Florian secoua la tête, ce n'était pas le moment de ressasser pour la millième fois ces pensées négatives. Si Ben était là, il lui dirait qu'il devrait plutôt être fier parce qu'à un parent près, il avait la même enfance que Batman. Oui, cette remarque pouvait paraître insensible et à peu près aussi idiote que se prétendre "presque Spiderman" après trois piqûres de moustique, mais son meilleur ami était le seul qui n'agissait pas avec lui comme s'il était soudainement fait de porcelaine. Ce semblant de normalité était plus que bienvenu.

Il crispa sa mâchoire, les yeux à nouveau rouges. Mince. A la pensée de Ben, les larmes étaient de retour, avec des renforts. C'est pas possible, si le corps humain est composé de 80% d'eau, je dois être à 85% aujourd'hui, pensa-t-il. Son ami et lui avaient passés toute leur enfance ensemble et ils ne se verraient plus que les week-ends. C'était dur à encaisser. Sa mère lui avait dit que faire son lycée en internat lui serait bénéfique, qu'il se ferait plein d'amis, surtout plein d'amiiiieuh précisait-elle avec un clin d'œil et qu'il pourrait penser plus à lui et moins à elle. Sur l'instant, il n'avait pas voulu lui faire de la peine et avait acquiescé. Maintenant, seul au fond de ce bus vide, il regrettait.
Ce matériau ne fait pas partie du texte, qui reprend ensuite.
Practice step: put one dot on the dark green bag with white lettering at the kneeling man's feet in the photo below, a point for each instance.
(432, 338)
A peine gêné par les cahots de la route, son estomac en vrac ou l'odeur de plastique du siège, Florian commençait à s'assoupir quand un détail le tira de sa torpeur. Un coup d'œil à sa montre lui indiqua que le bus roulait depuis vingt minutes maintenant, pourtant, aucune tête ne dépassait des dossiers devant lui. D'ailleurs, il n'avait souvenir d'aucun arrêt . Mordillant un côté de la plaque d'identité de son père, il tenta de calmer les trépidations nerveuses de ses jambes. De deux choses l'une, soit tous les élèves s'étaient concertés pour sécher le jour de la rentrée, soit il s'était gouré de bus. Chiotte ! Si c'était ça, il était sur d'arriver en retard et de déranger sa mère qui n'avait pas besoin de ça.
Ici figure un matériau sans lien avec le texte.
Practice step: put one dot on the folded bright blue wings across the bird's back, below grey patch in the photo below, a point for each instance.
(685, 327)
Il lui fallait en avoir le cœur net. Agrippé au dossier des fauteuils pour ne pas perdre l'équilibre, Florian entreprit de remonter la travée centrale ; ses pas rythmés par le souffle régulier des arbres défilant à l'extérieur. La vache, on roule drôlement vite, pensa-t-il. A croire que le chauffeur tenait à gagner son statut de champion en appuyant sur le champignon. Une odeur chimique de shampoing bas de gamme l'accueillit lorsqu'il atteint le dos de la silhouette voûtée agrippée au volant du bus. Serrant un accoudoir pour ne pas tomber, Florian s'éclaircit la gorge.